Suru Fest is the first of its kind in India. While it constitutes of a demographic representing only a fraction of the population, it is a catalyst in that it suggests a much-needed deviation from the norm. We have long awaited the arrival of a culture that collectively underlines individualism and vigorously captures the spirit of the times. Suru does just that and does it with grace.
“I was particularly happy to send two projects which I was not able to execute last time even though I tried really hard. This is a great measure of progress which one doesn’t get in the gym because the routes there are reset frequently.

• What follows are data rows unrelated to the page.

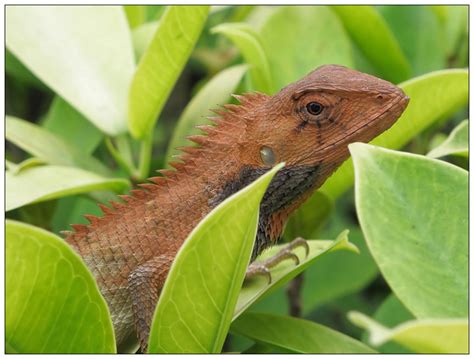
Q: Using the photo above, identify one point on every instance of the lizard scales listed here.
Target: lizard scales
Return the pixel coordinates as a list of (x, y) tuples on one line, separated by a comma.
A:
[(308, 125)]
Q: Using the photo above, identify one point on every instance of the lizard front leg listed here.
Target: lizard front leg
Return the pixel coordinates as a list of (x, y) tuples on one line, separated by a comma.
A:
[(263, 268), (145, 284)]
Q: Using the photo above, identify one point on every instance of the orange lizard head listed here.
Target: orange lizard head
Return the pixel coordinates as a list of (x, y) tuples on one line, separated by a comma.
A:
[(314, 119), (307, 125)]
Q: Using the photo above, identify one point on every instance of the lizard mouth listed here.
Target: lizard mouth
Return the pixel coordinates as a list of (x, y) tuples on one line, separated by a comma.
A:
[(392, 113)]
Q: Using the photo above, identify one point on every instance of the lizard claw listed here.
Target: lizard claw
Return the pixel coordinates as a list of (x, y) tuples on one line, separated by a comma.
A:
[(263, 268), (255, 269)]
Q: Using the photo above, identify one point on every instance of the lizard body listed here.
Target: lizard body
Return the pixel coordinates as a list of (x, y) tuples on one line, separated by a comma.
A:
[(308, 125)]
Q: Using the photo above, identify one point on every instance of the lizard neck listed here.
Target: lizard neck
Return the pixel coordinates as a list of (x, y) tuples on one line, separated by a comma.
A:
[(290, 186)]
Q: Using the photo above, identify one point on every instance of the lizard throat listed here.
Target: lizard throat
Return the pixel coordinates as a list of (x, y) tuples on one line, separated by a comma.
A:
[(288, 185)]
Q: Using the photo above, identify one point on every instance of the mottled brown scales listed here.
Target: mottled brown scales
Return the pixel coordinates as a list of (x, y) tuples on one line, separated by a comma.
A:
[(130, 249)]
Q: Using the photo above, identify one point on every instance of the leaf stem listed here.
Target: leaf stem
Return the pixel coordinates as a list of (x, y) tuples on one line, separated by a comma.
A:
[(145, 156), (127, 166)]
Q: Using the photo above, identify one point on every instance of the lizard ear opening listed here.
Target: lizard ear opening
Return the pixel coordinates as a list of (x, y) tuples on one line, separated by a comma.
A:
[(267, 155)]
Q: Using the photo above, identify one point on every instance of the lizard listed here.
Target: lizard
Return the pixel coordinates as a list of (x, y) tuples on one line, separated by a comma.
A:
[(307, 124)]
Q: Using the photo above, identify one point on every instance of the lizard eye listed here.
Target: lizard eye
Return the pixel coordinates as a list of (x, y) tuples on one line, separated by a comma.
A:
[(267, 155), (314, 108)]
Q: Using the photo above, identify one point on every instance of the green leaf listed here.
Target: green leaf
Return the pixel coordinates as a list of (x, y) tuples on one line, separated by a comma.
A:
[(391, 313), (48, 147), (372, 35), (66, 122), (323, 284), (250, 45), (136, 15), (422, 336), (44, 183), (298, 39), (257, 287), (456, 144), (414, 214), (456, 27), (433, 98), (296, 335), (308, 219), (201, 291), (52, 301), (83, 53), (28, 163), (16, 69), (419, 34), (142, 37), (161, 65), (216, 92)]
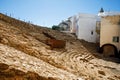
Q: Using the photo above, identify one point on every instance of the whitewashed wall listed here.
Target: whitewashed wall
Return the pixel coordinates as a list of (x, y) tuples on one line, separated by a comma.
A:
[(86, 27)]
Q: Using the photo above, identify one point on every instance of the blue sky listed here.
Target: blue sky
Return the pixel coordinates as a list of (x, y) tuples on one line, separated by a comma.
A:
[(52, 12)]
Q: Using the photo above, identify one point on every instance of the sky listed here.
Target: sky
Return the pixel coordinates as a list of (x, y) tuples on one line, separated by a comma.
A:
[(51, 12)]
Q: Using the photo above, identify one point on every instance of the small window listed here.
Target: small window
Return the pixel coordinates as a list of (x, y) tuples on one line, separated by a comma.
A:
[(115, 39), (91, 32)]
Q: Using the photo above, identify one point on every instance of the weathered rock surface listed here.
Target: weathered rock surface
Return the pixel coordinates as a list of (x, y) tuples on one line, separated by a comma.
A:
[(22, 47)]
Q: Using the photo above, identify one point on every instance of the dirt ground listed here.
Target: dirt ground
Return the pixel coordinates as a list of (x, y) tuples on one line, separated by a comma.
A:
[(22, 46)]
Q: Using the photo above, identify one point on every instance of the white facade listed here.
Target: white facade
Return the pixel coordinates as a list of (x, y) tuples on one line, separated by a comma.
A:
[(110, 31), (84, 26)]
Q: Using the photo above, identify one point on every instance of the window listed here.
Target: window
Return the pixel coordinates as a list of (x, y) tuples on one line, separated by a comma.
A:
[(91, 32), (115, 39)]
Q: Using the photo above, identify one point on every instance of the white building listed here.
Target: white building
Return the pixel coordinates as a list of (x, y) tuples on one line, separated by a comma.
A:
[(84, 26)]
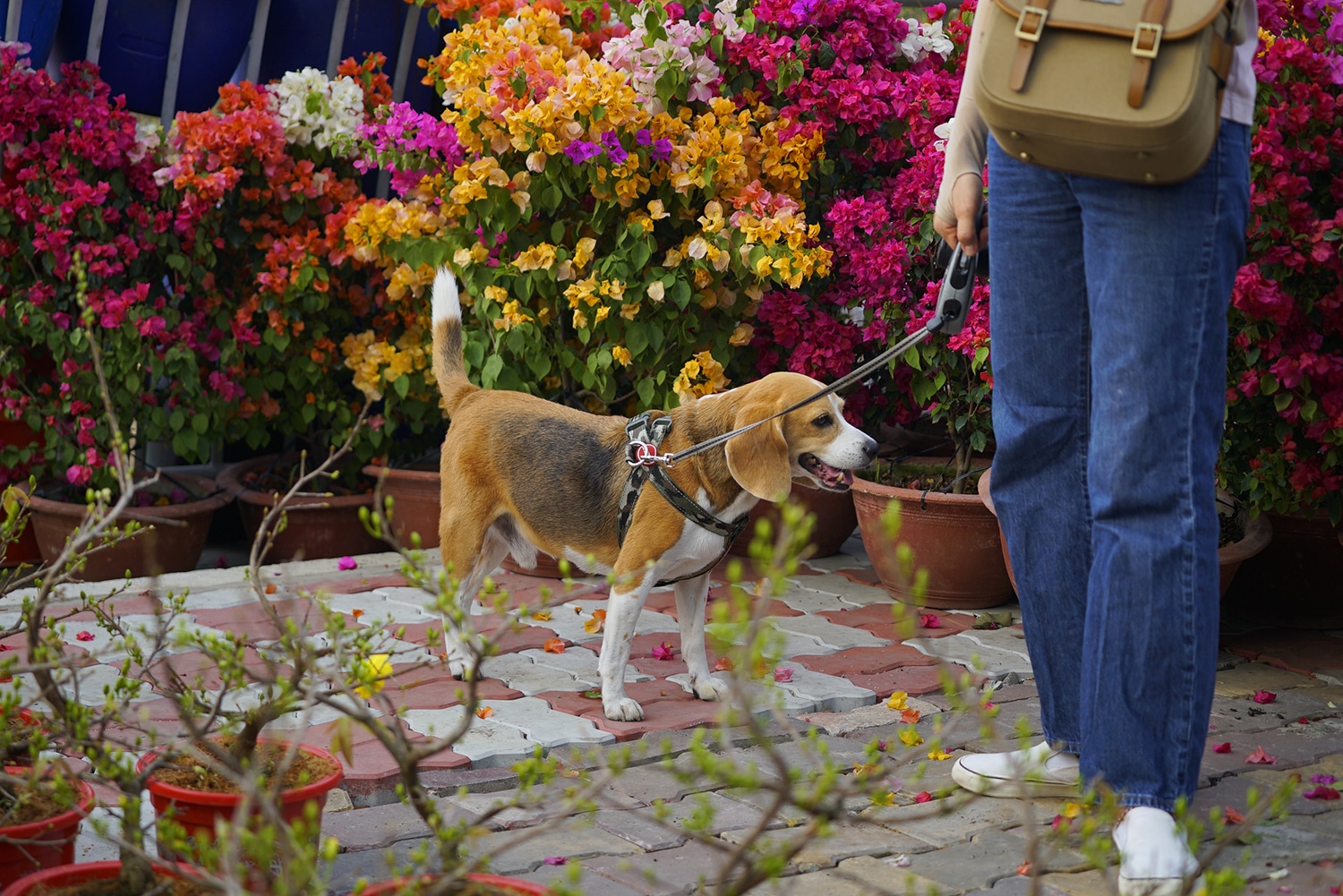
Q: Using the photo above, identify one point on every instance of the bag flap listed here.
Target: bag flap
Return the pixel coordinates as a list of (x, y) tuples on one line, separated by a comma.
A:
[(1119, 18)]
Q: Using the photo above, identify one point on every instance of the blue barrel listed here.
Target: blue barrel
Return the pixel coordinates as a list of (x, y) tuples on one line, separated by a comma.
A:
[(136, 40), (298, 37), (38, 27)]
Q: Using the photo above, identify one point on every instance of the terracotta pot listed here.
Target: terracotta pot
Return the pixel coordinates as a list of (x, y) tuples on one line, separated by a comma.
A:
[(1295, 581), (42, 844), (319, 525), (24, 549), (415, 495), (1257, 535), (198, 810), (67, 875), (163, 549), (835, 520), (953, 536), (504, 884)]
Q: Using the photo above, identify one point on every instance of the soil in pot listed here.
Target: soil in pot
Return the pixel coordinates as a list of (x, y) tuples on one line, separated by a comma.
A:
[(321, 523), (196, 796), (953, 536), (176, 512), (38, 823)]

I was also content to push my personal limits on a 7m highball. Besides the superb quality of the rock and the lines as well as the great weather I love that Suru Fest brings together an amazing crowd of people who share the passion for the outdoors and climbing. Honestly, I first and foremost came to see my friends in India.”, said Svenja Von Jan, a climber and a friend from Germany who also attended the festival last year in 2016.

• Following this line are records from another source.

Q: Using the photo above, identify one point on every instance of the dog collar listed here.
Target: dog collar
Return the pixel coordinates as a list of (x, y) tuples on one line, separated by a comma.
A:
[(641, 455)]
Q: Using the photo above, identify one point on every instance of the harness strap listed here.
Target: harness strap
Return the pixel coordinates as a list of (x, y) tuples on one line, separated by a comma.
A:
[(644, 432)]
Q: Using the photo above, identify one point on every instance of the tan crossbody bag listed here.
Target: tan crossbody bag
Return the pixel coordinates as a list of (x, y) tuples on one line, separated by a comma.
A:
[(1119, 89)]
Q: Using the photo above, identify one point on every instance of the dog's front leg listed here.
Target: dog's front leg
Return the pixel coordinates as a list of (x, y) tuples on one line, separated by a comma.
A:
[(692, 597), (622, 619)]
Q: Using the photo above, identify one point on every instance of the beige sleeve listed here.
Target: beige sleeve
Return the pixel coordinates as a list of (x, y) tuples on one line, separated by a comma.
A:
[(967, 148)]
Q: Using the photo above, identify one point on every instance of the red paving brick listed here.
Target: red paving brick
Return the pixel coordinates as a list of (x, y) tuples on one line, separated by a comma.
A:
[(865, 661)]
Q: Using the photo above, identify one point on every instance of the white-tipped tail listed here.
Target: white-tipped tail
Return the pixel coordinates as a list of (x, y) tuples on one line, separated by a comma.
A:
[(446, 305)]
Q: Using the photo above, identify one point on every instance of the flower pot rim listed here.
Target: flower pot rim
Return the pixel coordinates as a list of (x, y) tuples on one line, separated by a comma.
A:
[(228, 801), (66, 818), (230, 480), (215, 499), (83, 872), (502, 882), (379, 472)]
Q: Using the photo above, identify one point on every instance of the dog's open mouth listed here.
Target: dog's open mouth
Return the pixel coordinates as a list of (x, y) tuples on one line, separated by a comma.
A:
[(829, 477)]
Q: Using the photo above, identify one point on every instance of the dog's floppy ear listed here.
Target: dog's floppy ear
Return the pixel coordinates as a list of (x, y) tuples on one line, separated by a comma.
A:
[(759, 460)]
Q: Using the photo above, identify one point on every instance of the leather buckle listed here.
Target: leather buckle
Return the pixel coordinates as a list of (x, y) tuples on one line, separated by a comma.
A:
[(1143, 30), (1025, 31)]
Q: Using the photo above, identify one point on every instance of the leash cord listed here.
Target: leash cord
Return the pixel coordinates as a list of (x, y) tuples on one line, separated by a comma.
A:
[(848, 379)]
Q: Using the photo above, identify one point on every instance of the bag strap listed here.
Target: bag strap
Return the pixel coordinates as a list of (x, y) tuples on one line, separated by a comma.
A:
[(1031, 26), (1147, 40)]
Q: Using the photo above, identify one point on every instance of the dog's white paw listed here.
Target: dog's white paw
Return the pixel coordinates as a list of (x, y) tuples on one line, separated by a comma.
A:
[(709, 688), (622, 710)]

Svenja and I had met a few years ago in Himachal Pradesh in this quiet little village called, Kalga. Back then, I was exploring Parvati Valley in the Kullu district and had become obsessed with this particular mountain, which I hope to climb some day. It was also in Kalga, where I had my first hands-on experience while climbing a highball. We had found this high mossy boulder and were able to put up a few lines. She was strong back then and has undeniably grown stronger since then. So watching her try some hard moves in Suru was inspiring to say the least.
When you’re surrounded with experienced climbers you will only improve. The novelty of Suru is that it exposed me to some fine climbing along with some fine climbers. I was particularly drawn to this rock with some interesting looking features, referred to as the Green Mamba, a 7C+ problem. It took Adarsh Singh, a professional athlete, two to three attempts before topping out. I also saw Viraj Sose, who’d climbed Ecstasy Tree, a sick bulging 7C highball in Hampi: a boulder high enough to send chills down your spine.

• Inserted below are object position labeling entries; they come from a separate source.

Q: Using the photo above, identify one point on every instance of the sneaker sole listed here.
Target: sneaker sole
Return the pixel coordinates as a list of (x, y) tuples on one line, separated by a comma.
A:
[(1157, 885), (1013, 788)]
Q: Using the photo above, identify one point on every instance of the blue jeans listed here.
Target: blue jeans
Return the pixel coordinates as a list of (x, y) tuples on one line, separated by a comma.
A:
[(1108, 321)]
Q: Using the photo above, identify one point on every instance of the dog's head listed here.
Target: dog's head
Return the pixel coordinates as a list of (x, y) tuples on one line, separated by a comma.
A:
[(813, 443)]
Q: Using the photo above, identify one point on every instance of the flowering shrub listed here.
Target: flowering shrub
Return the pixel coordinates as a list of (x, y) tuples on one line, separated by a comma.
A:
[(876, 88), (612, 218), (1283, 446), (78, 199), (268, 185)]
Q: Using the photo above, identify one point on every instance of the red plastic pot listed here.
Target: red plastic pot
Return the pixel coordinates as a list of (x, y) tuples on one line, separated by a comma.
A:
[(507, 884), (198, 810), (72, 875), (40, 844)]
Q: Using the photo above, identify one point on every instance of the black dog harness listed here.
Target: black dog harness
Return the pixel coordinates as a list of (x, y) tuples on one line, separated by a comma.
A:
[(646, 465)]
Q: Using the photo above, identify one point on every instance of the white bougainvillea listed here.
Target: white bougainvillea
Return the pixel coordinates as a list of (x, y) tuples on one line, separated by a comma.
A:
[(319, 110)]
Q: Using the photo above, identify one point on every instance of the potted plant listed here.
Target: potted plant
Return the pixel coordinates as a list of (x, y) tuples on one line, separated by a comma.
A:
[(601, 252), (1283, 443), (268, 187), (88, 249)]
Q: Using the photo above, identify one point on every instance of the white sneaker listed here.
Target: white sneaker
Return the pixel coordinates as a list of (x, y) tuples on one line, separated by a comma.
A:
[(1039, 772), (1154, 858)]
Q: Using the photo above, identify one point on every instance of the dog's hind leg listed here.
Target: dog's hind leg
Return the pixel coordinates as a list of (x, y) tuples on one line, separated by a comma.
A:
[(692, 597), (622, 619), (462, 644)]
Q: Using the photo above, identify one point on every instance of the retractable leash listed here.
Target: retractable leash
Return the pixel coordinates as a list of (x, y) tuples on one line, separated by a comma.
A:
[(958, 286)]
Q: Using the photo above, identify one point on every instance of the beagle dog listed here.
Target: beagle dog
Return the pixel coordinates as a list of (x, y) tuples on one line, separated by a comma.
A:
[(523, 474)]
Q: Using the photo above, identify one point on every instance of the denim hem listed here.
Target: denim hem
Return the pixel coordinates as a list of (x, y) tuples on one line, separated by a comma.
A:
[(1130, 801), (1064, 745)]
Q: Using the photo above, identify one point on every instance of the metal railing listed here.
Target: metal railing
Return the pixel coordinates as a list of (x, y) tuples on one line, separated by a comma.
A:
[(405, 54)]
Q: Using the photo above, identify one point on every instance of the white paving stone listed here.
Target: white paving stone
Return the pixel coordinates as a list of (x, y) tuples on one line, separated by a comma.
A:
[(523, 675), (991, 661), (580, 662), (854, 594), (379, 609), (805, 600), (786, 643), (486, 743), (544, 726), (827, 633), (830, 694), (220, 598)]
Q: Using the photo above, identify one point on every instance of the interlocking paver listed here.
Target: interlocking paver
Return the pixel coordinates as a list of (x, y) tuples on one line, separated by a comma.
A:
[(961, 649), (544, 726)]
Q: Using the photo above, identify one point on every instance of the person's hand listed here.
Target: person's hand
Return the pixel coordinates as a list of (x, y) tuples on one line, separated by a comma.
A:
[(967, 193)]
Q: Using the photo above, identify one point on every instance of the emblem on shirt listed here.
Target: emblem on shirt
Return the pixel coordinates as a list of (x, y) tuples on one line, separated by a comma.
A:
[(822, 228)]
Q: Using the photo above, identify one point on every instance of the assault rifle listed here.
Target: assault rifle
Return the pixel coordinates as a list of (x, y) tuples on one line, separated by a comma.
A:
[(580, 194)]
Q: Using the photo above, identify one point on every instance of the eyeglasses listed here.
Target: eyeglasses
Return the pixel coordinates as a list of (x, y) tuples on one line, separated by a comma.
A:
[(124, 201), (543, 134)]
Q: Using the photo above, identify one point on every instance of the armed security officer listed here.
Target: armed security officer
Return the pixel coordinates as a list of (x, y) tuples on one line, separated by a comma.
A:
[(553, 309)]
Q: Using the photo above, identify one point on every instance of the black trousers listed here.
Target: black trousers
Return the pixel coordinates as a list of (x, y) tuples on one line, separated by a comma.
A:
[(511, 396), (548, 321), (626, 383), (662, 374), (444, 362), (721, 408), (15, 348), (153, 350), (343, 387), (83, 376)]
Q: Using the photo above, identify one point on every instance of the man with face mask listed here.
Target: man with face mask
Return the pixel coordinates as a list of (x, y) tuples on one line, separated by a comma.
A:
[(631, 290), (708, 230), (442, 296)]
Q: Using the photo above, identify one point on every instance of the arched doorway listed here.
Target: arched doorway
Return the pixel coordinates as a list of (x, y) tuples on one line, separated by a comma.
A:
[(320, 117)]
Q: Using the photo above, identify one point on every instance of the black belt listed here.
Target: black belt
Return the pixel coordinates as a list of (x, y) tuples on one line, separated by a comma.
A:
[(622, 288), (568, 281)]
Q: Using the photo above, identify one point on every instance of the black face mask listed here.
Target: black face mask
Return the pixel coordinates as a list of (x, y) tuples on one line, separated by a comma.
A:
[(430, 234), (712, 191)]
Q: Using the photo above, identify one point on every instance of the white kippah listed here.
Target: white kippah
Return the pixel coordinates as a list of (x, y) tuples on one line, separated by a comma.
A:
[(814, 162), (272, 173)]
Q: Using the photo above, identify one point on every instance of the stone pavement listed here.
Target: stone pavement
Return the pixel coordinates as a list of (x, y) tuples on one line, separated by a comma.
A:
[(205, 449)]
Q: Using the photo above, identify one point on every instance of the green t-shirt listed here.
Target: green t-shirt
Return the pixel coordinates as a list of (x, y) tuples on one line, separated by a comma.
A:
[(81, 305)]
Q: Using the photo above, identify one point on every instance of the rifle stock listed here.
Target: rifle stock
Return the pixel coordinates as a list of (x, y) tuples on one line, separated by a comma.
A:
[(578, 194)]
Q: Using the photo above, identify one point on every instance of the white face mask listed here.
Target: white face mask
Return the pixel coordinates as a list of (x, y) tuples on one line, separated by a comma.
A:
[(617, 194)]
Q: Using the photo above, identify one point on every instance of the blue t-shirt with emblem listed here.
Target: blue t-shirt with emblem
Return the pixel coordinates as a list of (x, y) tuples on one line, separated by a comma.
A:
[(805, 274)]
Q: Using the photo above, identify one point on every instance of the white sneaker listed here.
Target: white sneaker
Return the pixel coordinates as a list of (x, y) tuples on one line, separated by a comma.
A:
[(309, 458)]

Looking back on that slab, I still remember the ease with which Luke loosened me up for the climb. “You know what this is?”, he asked me, while holding out a nut tool. “Mhm, I have used it once or twice”, I said with every ounce of confidence I could gather. On our first pitch, while sitting on a ledge, I heard him say “Off Belay”. “Belay off,” I said and started paying out the rope. I had well familiarized myself with the jargon before we started off. On the second pitch, we stood leaning back on the rope with the weight of our bodies distributed equally over a three point anchor system. It took me a while to register that. “This can hold the weight of a big truck”, said Luke reassuringly. Now, closer than ever to the last pitch, the wind had picked up a bit and I felt a wave of euphoria sweeping over me. I then turned to look in the other direction and immediately spotted the Georgians glued to a big vertical wall, it was cinematic! Shortly after topping out, I calmed myself down and caught hold of my breath. “So much to celebrate discomfort,” I sighed.
Now, as I write this from the flat, smoggy and hot environs of Delhi, having returned sooner than I had wanted, I’m looking forward to returning to the high mountains, attending the festival next year and further honing my skills.